I expect you will be very much surprised to receive a letter from me from Toronto but we are living here now and have been for the past five years.

Well to explain matters, I went into your Grandpa's the other day and they had just received your letter.

I cannot tell you how very, very pleased your Grandpa and Grandma were to hear from you, in fact we all are, more than I can tell you dear.

I am writing you now, and Grandma will write in a few days, she is sick just now with influenza, but sends here fondest love and I am to tell you that you may expect a letter from her as soon as she is better, which will I hope be very soon. Grandpa would write, but he is getting old now, and writing is a trouble to him, but he was delighted to hear from you and he does so long to see both you and Dorothy and wishes you were both here.

We are all getting on nicely here, and now we are getting used to the climate, like it very much. Edie and Jack are in very good positions here, and doing well. Harry is at home now, an invalid, he had a very serious illness a year and a half ago and he is not yet able to work. Gladys is getting a big girl and goes to school.

They all like Toronto very much, it is a lovely city and they have very good times, plenty of skating on the rinks, with the bands playing all the time, in the winter and boating, pic-nics, and Garden parties in the summer. I can tell you they manage to have a very good time, I only wish you were here to join them.

You do not say what business it is you have learnt, but I expect millinery, and what is Dorothy apprentice at, you must write and tell me dear. I wish you were here for I am sure you could do well both of you. We have some immense stores here, such as you can scarcely imagine without you saw them.

You say your papa is married again, Who is the lady? Is it Mrs. Oliver? I seem to think it is.

Your Grandpa got the paper with the bills enclosed, you papa seems to be getting a good business, please remember us kindly to him.

Edie says I am to tell you she will write to you. When she heard you had written she said "How I wish they were here Mother, couldn't we give them a lovely time."

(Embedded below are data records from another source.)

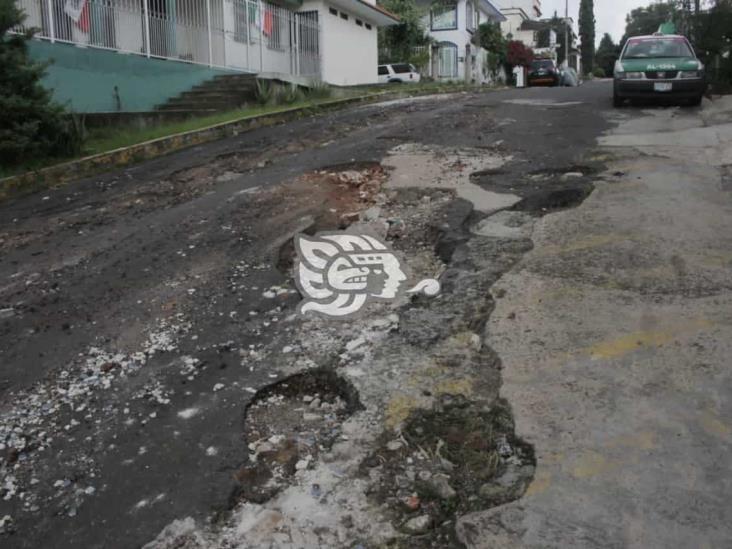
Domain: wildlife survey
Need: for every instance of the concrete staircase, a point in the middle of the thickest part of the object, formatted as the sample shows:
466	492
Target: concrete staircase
222	93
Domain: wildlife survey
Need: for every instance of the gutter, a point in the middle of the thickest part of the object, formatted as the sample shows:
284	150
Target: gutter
75	170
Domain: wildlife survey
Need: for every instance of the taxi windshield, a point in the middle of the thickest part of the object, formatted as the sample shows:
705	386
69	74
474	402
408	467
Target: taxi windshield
643	48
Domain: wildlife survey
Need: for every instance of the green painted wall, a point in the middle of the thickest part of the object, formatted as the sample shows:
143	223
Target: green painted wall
84	79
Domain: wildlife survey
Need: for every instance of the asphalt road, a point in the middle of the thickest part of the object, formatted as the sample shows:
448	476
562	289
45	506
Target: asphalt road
131	301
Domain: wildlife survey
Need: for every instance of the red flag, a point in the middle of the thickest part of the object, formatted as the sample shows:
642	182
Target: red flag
268	23
83	22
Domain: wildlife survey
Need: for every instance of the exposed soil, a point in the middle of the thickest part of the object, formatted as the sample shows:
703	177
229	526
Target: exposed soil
287	425
448	461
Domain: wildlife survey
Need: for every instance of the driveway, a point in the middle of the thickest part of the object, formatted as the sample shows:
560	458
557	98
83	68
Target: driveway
158	385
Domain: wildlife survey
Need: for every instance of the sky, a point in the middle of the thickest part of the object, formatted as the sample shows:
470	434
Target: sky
609	14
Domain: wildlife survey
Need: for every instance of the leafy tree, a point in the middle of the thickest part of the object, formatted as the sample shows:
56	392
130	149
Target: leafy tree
32	126
646	20
712	38
490	38
606	55
398	42
518	54
558	25
587	34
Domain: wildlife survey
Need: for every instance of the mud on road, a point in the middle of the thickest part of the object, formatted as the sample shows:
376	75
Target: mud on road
150	350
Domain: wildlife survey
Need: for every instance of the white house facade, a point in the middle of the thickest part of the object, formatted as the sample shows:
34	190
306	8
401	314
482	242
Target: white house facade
518	26
453	25
330	40
532	8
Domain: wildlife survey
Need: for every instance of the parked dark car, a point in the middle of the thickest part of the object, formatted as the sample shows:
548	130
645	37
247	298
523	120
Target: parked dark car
543	72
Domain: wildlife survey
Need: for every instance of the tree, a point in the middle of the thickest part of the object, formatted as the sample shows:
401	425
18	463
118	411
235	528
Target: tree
517	54
646	20
587	34
558	25
490	38
32	126
711	35
398	42
606	55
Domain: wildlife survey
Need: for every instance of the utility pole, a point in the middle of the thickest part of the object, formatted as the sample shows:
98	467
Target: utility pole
566	34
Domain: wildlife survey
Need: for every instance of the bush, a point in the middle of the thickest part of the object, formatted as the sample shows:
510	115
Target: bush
265	92
291	94
32	126
319	90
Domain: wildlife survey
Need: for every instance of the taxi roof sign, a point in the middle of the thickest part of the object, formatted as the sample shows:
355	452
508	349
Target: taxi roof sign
666	28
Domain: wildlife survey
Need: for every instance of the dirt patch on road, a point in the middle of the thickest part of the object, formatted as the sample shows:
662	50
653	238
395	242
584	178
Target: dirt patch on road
448	461
288	425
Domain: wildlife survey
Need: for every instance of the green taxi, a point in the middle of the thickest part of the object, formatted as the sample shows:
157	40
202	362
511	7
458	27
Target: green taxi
658	66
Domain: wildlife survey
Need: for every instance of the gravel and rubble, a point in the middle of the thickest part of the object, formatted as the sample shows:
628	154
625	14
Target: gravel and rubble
71	404
211	424
430	438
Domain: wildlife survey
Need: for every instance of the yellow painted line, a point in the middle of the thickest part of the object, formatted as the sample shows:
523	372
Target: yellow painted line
633	341
542	481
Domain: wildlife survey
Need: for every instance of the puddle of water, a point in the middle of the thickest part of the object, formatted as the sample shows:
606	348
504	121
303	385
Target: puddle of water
542	102
415	165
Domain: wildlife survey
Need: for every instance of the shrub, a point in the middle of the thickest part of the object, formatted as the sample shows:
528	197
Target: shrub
291	94
32	126
319	90
265	92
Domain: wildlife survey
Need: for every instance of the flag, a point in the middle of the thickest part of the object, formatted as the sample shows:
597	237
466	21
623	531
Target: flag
78	11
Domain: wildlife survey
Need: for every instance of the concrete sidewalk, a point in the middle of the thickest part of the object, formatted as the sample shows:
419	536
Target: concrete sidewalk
615	334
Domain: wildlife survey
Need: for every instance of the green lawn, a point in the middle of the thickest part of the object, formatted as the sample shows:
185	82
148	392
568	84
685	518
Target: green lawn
108	139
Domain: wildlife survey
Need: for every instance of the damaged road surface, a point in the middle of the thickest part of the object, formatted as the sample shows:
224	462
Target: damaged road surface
159	387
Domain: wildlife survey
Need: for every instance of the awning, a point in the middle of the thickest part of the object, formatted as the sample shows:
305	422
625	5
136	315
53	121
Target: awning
368	12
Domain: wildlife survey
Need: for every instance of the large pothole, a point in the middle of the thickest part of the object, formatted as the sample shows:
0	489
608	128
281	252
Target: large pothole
446	462
287	425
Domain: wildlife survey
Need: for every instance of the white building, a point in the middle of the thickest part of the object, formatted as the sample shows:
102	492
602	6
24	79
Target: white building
332	40
453	25
515	26
532	8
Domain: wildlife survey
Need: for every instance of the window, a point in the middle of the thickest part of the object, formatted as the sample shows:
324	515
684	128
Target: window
639	48
447	61
443	15
469	16
244	14
274	26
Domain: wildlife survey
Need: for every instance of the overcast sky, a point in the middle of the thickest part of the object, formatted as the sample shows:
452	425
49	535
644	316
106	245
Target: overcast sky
609	14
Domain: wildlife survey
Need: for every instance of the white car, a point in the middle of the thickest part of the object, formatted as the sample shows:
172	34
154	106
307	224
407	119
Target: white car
398	72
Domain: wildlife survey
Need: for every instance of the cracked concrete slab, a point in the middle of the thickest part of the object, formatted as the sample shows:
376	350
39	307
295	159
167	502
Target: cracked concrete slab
615	333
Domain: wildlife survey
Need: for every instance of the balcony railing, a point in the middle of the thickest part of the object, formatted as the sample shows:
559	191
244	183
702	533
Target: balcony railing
246	35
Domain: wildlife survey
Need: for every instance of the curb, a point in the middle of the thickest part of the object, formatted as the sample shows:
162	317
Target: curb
28	182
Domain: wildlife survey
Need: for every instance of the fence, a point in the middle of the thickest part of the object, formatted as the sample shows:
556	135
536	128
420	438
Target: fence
246	35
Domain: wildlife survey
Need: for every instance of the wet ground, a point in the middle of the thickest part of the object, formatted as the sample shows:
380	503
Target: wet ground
149	336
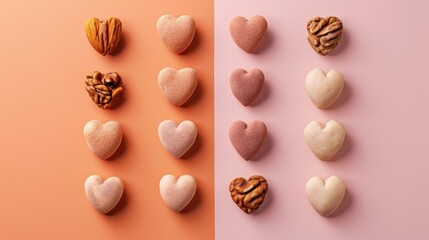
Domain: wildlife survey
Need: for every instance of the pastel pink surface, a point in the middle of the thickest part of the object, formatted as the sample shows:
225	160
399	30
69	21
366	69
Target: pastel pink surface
384	159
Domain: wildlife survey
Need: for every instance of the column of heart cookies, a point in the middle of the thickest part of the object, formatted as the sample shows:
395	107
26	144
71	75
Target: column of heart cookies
247	138
177	86
103	139
324	140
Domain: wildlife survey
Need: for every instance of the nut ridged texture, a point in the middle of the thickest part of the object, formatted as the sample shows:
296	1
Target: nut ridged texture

I wish you would send us your photos, tell Dorothy to write too, and you shall have letters from all. Jack says "tell them to come, I will take them for a row in my canoe."

I wish you were not so far away, your uncles are all longing to see you, don't be long before you write again dear, Grandpa, Grandma, uncles, aunts, and cousins all join with me in fondest love to you both hoping soon to hear again from you. I remain

Your ever loving Aunt
E Bellamy

1 comment:

  1. Gertie and Dorothy's mother died about 1889 when Gertie was four and Dorothy was two years old. Their father married Mrs. Oliver (nee Julia Alice Ward) in 1899. The children were listed as "boarders" living with a Plaskett family in the 1891 and 1901 census returns.

    More research required here! Who are the Plasketts?